Page MenuHomePhabricator

[Suggestion] Pregenerate next/previous thumb when reading a pdf (or other multi-page file types)
Open, Needs TriagePublic

Description

Use case: End user as a media reader wants to read pdfs fastly. The typical way to do this is to go to the media page, for example,

https://commons.wikimedia.org/wiki/File:Didatticaduepuntozero.pdf

Then I click next->, waiting a bit to read on each page. Every time I click next, I want to get the new page instantly, but there seems to be an annoying delay (1.5-2.4 seconds! with my remote, but high speed home connection).

For comparison, check the "user" experience compared to dedicated sites like Slideshare: (warning, external site) https://www.slideshare.net/jynus/mysql-at-wikipedia-how-we-do-relational-data-at-the-wikimedia-foundation

I believe (not sure about that) that it is due to the screenshot being generated for the first time, because the rest of the elements of the page load with no delay. Once they are on my browser cache, going next and previous is instant.

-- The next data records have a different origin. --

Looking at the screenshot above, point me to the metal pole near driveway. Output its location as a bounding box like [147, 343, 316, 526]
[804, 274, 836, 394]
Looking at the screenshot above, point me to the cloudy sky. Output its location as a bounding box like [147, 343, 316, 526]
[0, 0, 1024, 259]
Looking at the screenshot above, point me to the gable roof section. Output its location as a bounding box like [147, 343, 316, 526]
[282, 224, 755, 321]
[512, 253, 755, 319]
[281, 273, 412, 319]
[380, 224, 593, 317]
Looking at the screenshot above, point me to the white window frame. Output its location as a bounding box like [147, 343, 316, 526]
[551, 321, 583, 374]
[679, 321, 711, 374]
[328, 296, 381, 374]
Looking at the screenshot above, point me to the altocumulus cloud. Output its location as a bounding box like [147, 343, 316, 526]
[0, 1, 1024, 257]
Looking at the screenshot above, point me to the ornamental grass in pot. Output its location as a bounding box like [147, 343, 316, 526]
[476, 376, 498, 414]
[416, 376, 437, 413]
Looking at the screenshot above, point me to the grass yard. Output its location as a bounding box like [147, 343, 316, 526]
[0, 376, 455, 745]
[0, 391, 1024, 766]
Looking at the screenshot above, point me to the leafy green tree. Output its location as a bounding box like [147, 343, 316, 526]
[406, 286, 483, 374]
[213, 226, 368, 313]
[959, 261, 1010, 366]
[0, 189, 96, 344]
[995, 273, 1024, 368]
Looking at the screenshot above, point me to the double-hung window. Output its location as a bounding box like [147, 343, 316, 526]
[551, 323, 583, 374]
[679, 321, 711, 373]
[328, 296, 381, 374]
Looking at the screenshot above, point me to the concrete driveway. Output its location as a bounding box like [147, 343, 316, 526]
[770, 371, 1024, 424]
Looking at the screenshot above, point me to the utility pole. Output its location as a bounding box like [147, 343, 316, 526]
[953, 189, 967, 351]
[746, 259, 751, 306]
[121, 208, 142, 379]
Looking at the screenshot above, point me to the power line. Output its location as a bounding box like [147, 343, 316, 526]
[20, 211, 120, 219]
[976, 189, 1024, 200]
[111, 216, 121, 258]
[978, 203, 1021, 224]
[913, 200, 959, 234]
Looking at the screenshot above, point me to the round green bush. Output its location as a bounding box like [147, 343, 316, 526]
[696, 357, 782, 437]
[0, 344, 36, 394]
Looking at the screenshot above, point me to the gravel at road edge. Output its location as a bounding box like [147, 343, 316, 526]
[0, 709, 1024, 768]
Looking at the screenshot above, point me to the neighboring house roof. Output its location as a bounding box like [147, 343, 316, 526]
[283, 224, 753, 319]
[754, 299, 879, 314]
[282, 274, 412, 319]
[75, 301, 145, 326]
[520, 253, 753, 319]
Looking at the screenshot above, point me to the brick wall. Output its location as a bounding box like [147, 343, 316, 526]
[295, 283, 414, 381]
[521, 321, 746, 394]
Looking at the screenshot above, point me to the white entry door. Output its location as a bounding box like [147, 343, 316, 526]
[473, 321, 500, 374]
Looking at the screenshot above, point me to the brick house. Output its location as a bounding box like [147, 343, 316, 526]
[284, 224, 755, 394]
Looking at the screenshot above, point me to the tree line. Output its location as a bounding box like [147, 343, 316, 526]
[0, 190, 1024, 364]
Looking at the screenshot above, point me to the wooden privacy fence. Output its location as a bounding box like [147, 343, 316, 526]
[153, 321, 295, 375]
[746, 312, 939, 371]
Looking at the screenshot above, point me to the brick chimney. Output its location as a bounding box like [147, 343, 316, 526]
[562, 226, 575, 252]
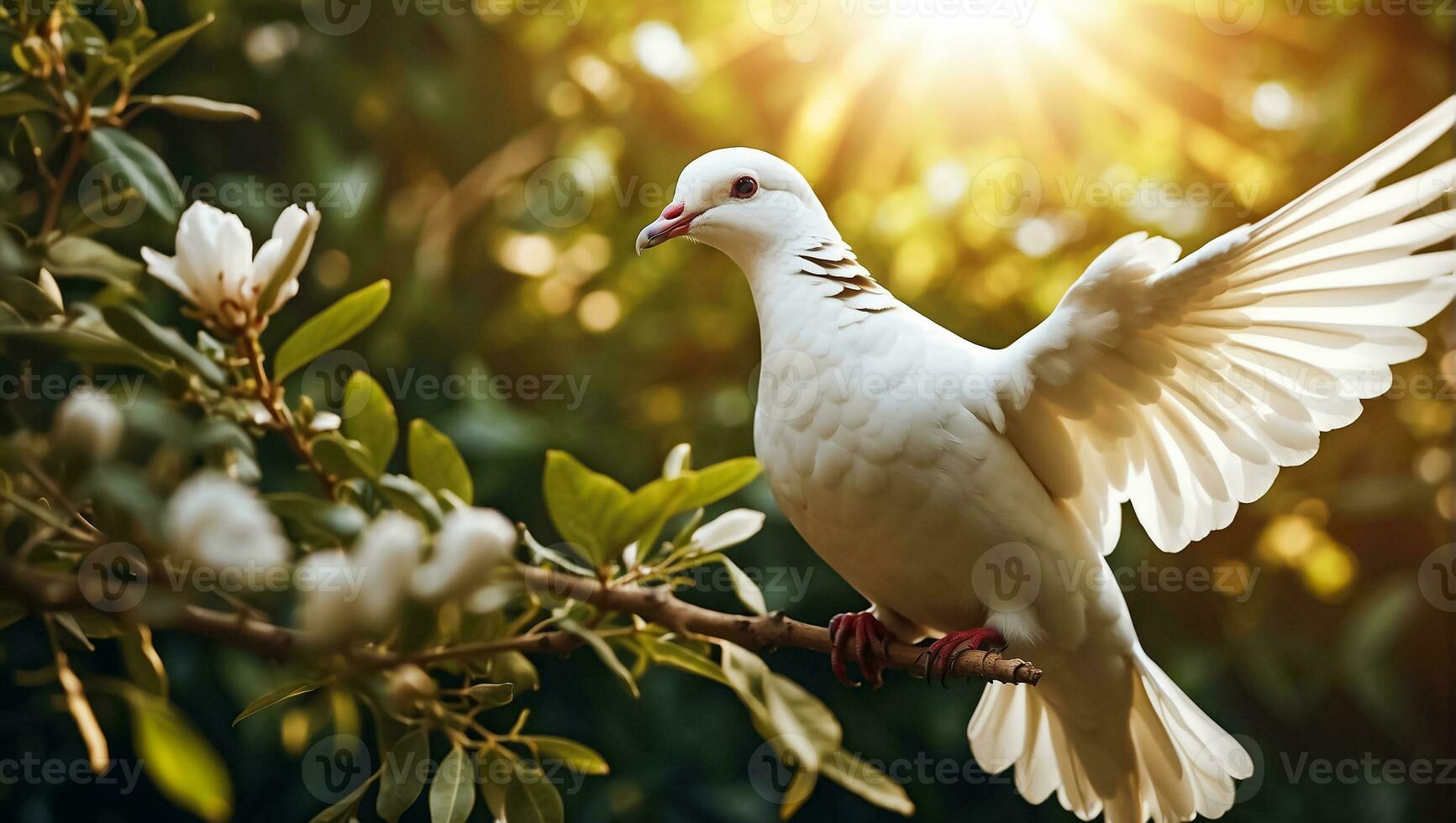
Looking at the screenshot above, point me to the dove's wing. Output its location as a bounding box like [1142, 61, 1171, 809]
[985, 97, 1456, 552]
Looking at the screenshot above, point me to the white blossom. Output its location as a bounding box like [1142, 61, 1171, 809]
[693, 508, 763, 552]
[141, 201, 319, 333]
[413, 508, 517, 600]
[352, 511, 425, 632]
[663, 443, 693, 480]
[296, 549, 358, 645]
[51, 387, 121, 462]
[163, 472, 292, 571]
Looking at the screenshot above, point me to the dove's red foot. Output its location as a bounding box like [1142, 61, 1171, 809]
[828, 611, 896, 689]
[924, 628, 1007, 686]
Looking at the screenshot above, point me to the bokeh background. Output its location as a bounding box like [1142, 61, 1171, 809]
[0, 0, 1456, 821]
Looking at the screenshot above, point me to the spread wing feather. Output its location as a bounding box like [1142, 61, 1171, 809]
[983, 97, 1456, 552]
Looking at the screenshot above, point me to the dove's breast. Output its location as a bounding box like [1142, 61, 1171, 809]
[754, 288, 1089, 631]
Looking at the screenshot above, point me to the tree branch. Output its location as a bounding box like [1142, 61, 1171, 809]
[520, 567, 1041, 686]
[0, 561, 1041, 686]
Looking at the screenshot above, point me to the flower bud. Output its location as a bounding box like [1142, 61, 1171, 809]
[413, 508, 517, 600]
[294, 549, 355, 645]
[51, 387, 121, 464]
[163, 472, 292, 571]
[352, 511, 425, 632]
[385, 663, 437, 714]
[141, 202, 319, 335]
[693, 508, 763, 552]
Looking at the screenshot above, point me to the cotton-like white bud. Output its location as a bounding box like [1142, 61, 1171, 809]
[413, 508, 517, 600]
[352, 511, 425, 632]
[693, 508, 763, 552]
[163, 472, 292, 573]
[51, 387, 121, 462]
[385, 663, 439, 714]
[663, 443, 693, 480]
[294, 549, 358, 645]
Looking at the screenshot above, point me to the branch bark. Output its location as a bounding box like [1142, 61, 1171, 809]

Proposal: When loading serialized media, preload on cache (our edge and browser) the current large thumb size for the next page automatically asynchronously. This is a proposal that may be done on wrong assumptions, those should be checked first.

This is related to T54881 but much smaller in scope so it could be either a small (yes, I am being optimistic) project or something a volunteer could implement?

Event Timeline

For context, in the past we have received slowness complains with volunteers that handle very heavy pdfs, this could help mitigate those as the rendering "slowness" would be more hidden.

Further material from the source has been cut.